Es tradicional en el primer lunes
después de la Epifanía que el cuerpo diplomático acreditado ante la
Santa Sede sea recibido por el Papa y se intercambien mutuos saludos de
felicitación. Pero es además un momento para que el Pontífice pronuncie
un discurso en el que pasa revista a múltiples aspectos de la vida
internacional. Aunque sólo fuera por las imágenes televisivas, cualquier
analista de estos temas tendría motivos para el pesimismo en un panorama
cargado de violencias y tensiones que no ahorran ningún continente. La
diferencia es que las amenazas a la paz y a la seguridad son de índole
muy diversa: hay ataques contra la vida pero también contra las
conciencias o la dignidad del ser humano. Sin embargo, el mensaje de
Benedicto XVI no se deja llevar por el pesimismo. No ve el mundo desde
un prisma exclusivamente negativo, pues las situaciones que describe son
planteadas como un reto “consistente en promover y consolidar todo lo
que de positivo hay en el mundo y a superar con buena voluntad,
sabiduría y tenacidad, todo lo que hiere, degrada y mata al hombre”.

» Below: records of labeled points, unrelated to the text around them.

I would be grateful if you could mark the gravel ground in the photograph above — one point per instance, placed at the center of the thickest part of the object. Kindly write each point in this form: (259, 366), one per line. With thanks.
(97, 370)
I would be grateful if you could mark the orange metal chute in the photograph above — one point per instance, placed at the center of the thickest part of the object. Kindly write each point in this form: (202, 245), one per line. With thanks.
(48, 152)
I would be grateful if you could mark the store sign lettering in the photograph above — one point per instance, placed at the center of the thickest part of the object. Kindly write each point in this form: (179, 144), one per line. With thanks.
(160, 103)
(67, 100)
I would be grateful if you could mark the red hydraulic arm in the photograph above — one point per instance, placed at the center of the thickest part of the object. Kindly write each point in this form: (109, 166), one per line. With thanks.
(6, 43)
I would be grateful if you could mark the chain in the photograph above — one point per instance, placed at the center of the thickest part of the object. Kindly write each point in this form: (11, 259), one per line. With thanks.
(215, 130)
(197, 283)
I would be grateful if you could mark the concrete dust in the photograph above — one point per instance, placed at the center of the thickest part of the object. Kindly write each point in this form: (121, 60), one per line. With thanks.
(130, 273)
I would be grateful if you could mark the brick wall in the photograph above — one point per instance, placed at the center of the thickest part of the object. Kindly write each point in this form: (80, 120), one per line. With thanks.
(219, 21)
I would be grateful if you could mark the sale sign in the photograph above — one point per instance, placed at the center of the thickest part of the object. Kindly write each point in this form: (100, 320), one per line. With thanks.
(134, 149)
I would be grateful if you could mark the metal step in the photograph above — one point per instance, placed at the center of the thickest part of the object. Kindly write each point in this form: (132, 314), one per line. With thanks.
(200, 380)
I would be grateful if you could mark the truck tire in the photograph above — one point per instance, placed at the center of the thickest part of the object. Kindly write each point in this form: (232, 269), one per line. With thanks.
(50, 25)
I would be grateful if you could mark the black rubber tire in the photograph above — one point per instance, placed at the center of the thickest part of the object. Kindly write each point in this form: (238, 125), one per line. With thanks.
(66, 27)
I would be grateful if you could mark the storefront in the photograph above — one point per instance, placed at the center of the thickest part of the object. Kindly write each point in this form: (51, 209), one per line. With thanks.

Seleccionaremos del discurso papal la exposición referente a Oriente
Medio, “fuente también de grandes inquietudes”. Cualquier
analista internacional coincidiría en que esa región, y en general el
arco arábigo-musulmán que iría desde Marruecos a Indonesia, constituye
la zona más conflictiva del mundo, la que puede desencadenar chispas
devastadoras a partir de acciones terroristas globales o de guerras
localizadas en las que podrían utilizarse armas de destrucción masiva.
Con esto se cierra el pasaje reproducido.